Nothing is new here as we know at the human end it groups teams in swim lanes of similar skill sets. That has always made it hard to get supply chain flows investment estimates in performance growth very difficult to justify when it follows the ebb and flow of an evolutionary beat.

What is now changing is assuming computers are still dumb. The rate of take up and change indicates that in just five years computers will be off this chart in terms of Artificial Intelligence capability.

If you are not in the game you will have most certainly missed the boat. Embedded deep learning in big data systems already shows artificial Intelligence capability makes growing exponential in real time so the traditional human change and growth rate is no longer an enigma

At the grass roots level many traditional IT people, still think that big data creates big problems. Despite lower storage costs and higher processing power many still constrain database systems administration that by all previous measures already seem to be huge. Good luck with your dreams if you are not able to reorient those guys. That is at the heart of growth issues to be fixed for many companies to progress.

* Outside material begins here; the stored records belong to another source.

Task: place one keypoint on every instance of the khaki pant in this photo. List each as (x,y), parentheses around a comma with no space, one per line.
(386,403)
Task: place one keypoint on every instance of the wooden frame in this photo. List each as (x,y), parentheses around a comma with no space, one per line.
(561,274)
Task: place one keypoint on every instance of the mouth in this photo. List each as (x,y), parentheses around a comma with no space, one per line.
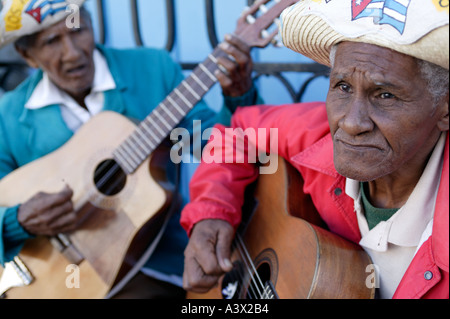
(76,71)
(359,146)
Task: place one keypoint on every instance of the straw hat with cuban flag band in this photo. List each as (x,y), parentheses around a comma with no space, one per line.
(19,18)
(418,28)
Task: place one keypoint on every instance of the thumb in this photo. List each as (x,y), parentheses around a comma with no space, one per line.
(223,249)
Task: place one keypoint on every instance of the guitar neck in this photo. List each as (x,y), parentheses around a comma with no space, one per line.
(158,125)
(169,113)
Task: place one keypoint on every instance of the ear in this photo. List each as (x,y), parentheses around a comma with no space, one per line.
(24,53)
(443,123)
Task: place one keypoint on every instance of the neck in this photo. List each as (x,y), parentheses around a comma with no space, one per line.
(80,98)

But despair not, as traditionalists will always yield in the end to innovative leaders. I recently had dinner, with a long standing business friend and colleague, who cut his teeth changing processes in Indonesia in the days when change was hidebound in what seemed corrupt and conservatively entrenched.

His success got him a now very high paying VP job which he told me he is leaving to explore artificial Intelligence. Pushing the boundaries of the unknown is what he saw was important and he said also sounds like so much more fun.

We already know systems with embedded artificial intelligence can now do so many things more efficiently by learning from the data. Much more so than humans who spend most of their time being paid to do that.

Creating highly accurate maps is now a few days of work to collect and present pictures to a computer which does the rest, adding street signs distances and so on. Previously that was months of work by a large human team.

And we don’t need Captain Kirk to send a team to find out find out previously disparate SME interests can be easily joined using Artificial Intelligence to determine the common value add. And just one person (perhaps Scotty) can beam it up to the enterprise where deep learning tools can interrogate it further.

As they learn how to focus on and exploit opportunity, partnerships will open up for those on board to not only change business bundling but aid the end user with much more effective and competitive products.

The race now on to build bigger and bigger data vessels with deep learning algorithms to handle and lead that growth.